Misassembly 2: Listeria welshimeri

The second misassembly happened with Listeria welshimeri ATCC-35897 (reads here), where Flye deleted a 3956 bp chunk of the genome. George first noticed it when running hybracter (which uses Flye), and he saw that the deletion occurred about 70% of the time. I tried to replicate the problem on my computer, and I found it to depend on thread count: using 1 thread or 5+ threads resulted in a correct contig (no deletion) while using 2–4 threads resulted in the deletion.6

I have less to say about this misassembly because I cannot figure out why it happened. The deleted piece of the genome is not in a repetitive region (where misassemblies often occur), and I can’t spot any heterogeneity – all of the reads from this locus support the correct sequence and none contain the deletion. Very mysterious! It might require a deep dive into Flye’s algorithm to figure out what’s going on here.

Conclusions

This post is not meant to be a criticism of Flye. I quite like Flye – it’s one of my favourite long-read assemblers!7 But all assemblers, Flye included, make mistakes sometimes. So I wanted to remind readers that misassemblies can and do occur. Assemblies, especially those made with a single tool, should be viewed with some scepticism.

Structural heterogeneity is often the cause of misassemblies, because assemblers get confused with mixtures of different genome structures. If you were expecting a circular contig8 (i.e. the genome is circular) but got a linear contig, that is a clue that a misassembly due to structural heterogeneity may have occurred.

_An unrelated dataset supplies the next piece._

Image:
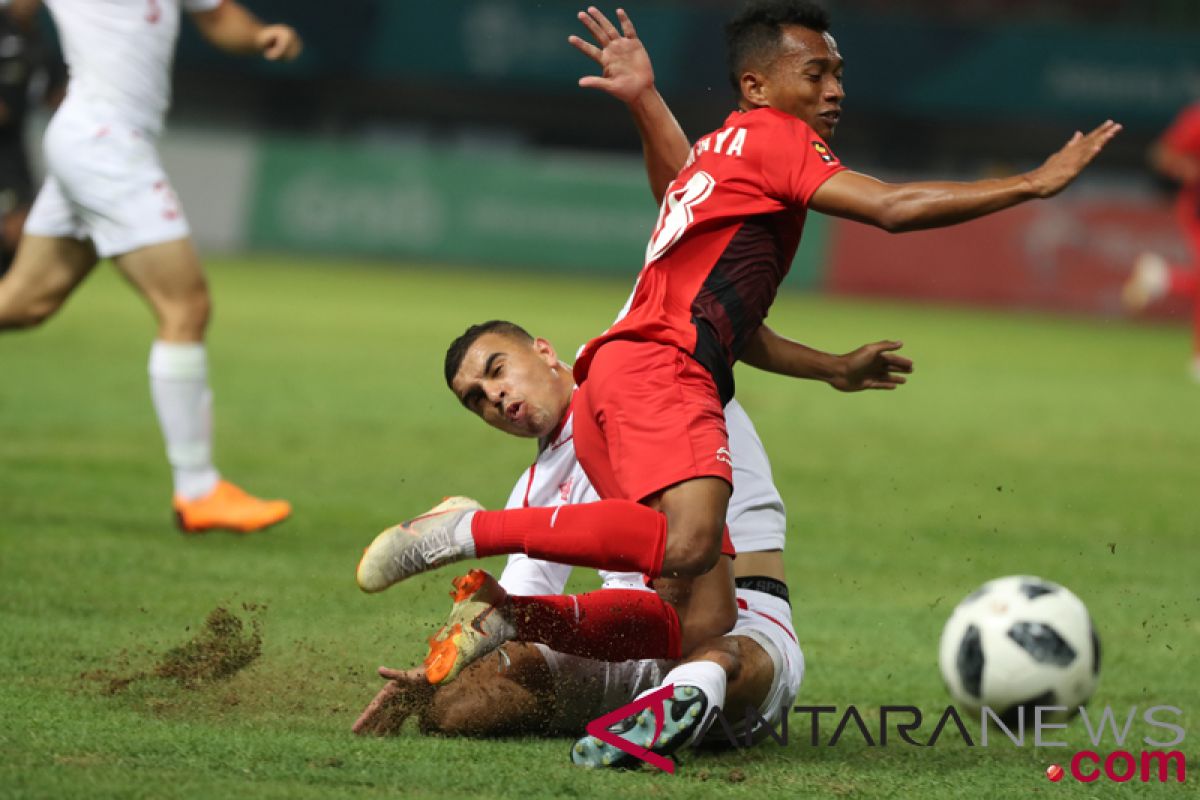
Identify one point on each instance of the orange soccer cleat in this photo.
(478, 624)
(228, 507)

But sometimes misassemblies have no obvious cause – they are simply a mistake made by the assembler.

Another interesting lesson is that assemblers can be non-deterministic: given the same input data, different runs may produce slightly different contigs.9 For some assemblers (including Flye), thread count can be a factor. In many scenarios, this non-determinism isn’t a problem – just don’t assume that re-running an assembly will produce the exact same result.

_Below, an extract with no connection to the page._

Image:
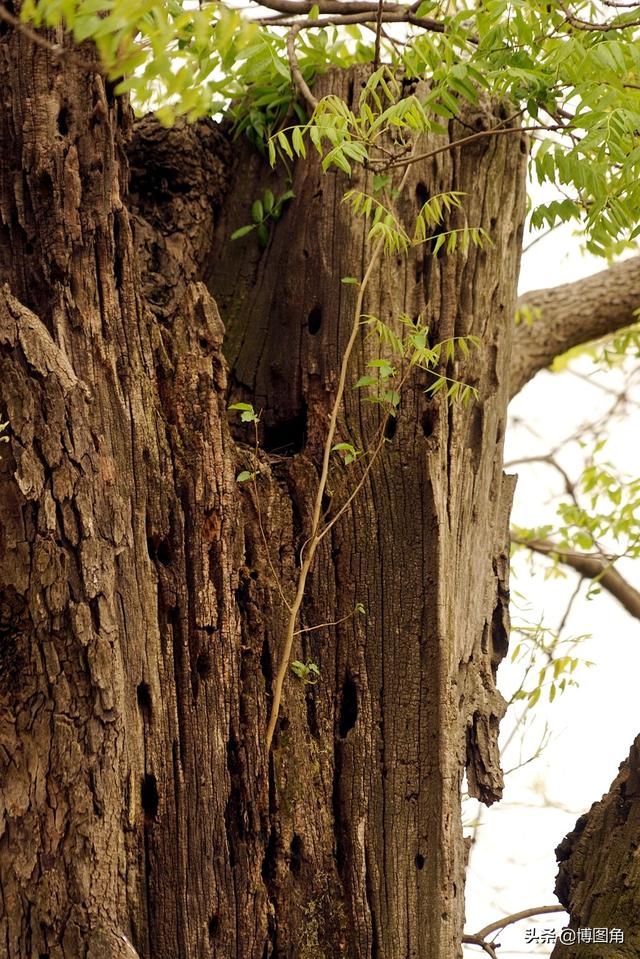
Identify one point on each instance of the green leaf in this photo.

Finally, I’ll use this opportunity to once again plug my tool Trycycler. It is the best way I know of to avoid misassemblies like the two described in this post. Trycycler takes as input multiple separate assemblies of the same genome (ideally produced from different subsets of reads), and it combines them into a consensus assembly. Misassemblies can be caught at the reconciliation step (where they often create problems with circularisation) or at the consensus step (where only the majority variant at each locus is used). The caveat is that Trycycler usually takes some manual work, so it’s a slow way assemble a genome.

Footnotes

  1. I first used these genomes here to look at accuracy after the move to 5 kHz sampling, and then again here after new Dorado basecalling models were released. 

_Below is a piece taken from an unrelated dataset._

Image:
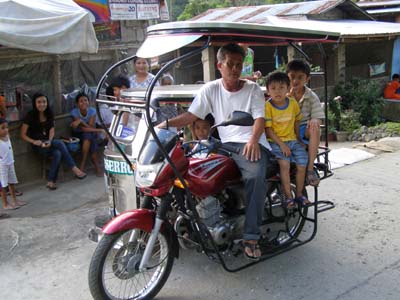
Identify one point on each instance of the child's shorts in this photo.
(7, 175)
(302, 132)
(299, 154)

  2. George confirmed using pharokka that the repeat is prophage. 

  3. Actually, these two reads are a duplex pair, i.e. they came from the two strands of a single piece of DNA. So there was only one sequenced DNA fragment supporting configuration B. 

  4. Even better would be to include the most common configuration in the assembly but also add an annotation to describe the heterogeneity, but I’m not aware of any assembler that can do this. 

  5. The correct counts for this genome are 2× repeat and 1× middle. The misassembled linear contig contains ~2.5× repeat and ~1.5× middle. 

  6. The problem isn’t always due to thread count – George consistently used 4 threads and he sometimes got the deletion, sometimes did not. 

  7. My other favourite is probably Canu, especially since I wrote this script to trim off start-end overlap in Canu’s circular contigs. Both Flye and Canu usually produce reliable assemblies, but Flye is faster so I use it the most. 

  8. Different assemblers have different ways of indicating whether a contig is circular or linear. Some, like Flye, produce a GFA assembly graph that you can view in Bandage to see circularisation. Canu includes suggestCircular=yes or suggestCircular=no in contig header lines. Miniasm contig names end in c (for circular) or l (for linear). 

  9. For short-read assemblies, SKESA is a tool which addresses this problem. It was specifically designed to be deterministic, regardless of thread count and read order.